Voyez notre planète, notre civilisation, nos
populations. Ces milliards d'êtres humains qui vont et qui viennent
comme des fourmis travaillant inexorablement de la même façon de la
vie jusqu'à la mort, répétant les mêmes gestes encore et encore
et creusant de plus en plus la tombe de notre mère la Terre.
Imaginez qu'une vengeance s'abatte sur ces êtres, une épée de
Damoclès qui ne tenait que par un bien fragile bout de ficelle
depuis déjà des siècles. Imaginez que tout s'arrête, en un
instant dérisoire, à peine le temps de se rendre compte que tous
les gens autour de nous crachent et vomissent leurs poumons jusqu'à
en crever, pour finalement laisser la place à tout le reste. Aux
autres. La faune, la flore, et un soupçon d'espoir.

Si vous êtes de ceux qui êtes touchés par ce
genre de scénario,
vous êtes tombés sur le bon bouquin.
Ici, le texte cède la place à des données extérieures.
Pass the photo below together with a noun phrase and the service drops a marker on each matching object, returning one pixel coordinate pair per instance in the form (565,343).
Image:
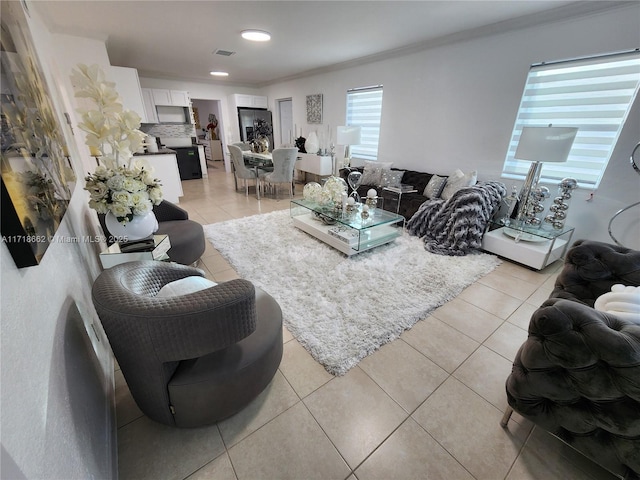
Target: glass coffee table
(348,232)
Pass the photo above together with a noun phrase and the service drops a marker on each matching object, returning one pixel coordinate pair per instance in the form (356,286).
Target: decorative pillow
(391,178)
(185,286)
(372,174)
(434,187)
(458,180)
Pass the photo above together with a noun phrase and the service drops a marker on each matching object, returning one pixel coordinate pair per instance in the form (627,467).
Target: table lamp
(348,136)
(539,145)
On a tous
rêvé, un jour ou l'autre, durant notre enfance (ou même encore
aujourd'hui, mais peut-être suis-je le seul ?) que l'on était seul
sur Terre. Vraiment seul. Je ne parle pas du Dernier Homme sur Terre
entouré de milliards de zombies, vampires ou autres saloperies, non,
je parle d'une véritable solitude. Un monde qui nous appartiendrait,
du moins en apparence tant la végétation et la faune auraient
repris leur droit, faisant fi du joug de l'homme pour conquérir de
nouveaux territoires. Territoires que l'on pensait acquis, il n'y
avait encore que quelques années.
Moi j'en ai rêvé, c'est
pourquoi ce livre m'a énormément touché.

Il m'a touché car les héros n'en sont pas, ils
sont vous, moi, lui.
Ils sont elle, ils sont humains, ils sont
faibles, minoritaires et, surtout, ils sont en voie de disparition.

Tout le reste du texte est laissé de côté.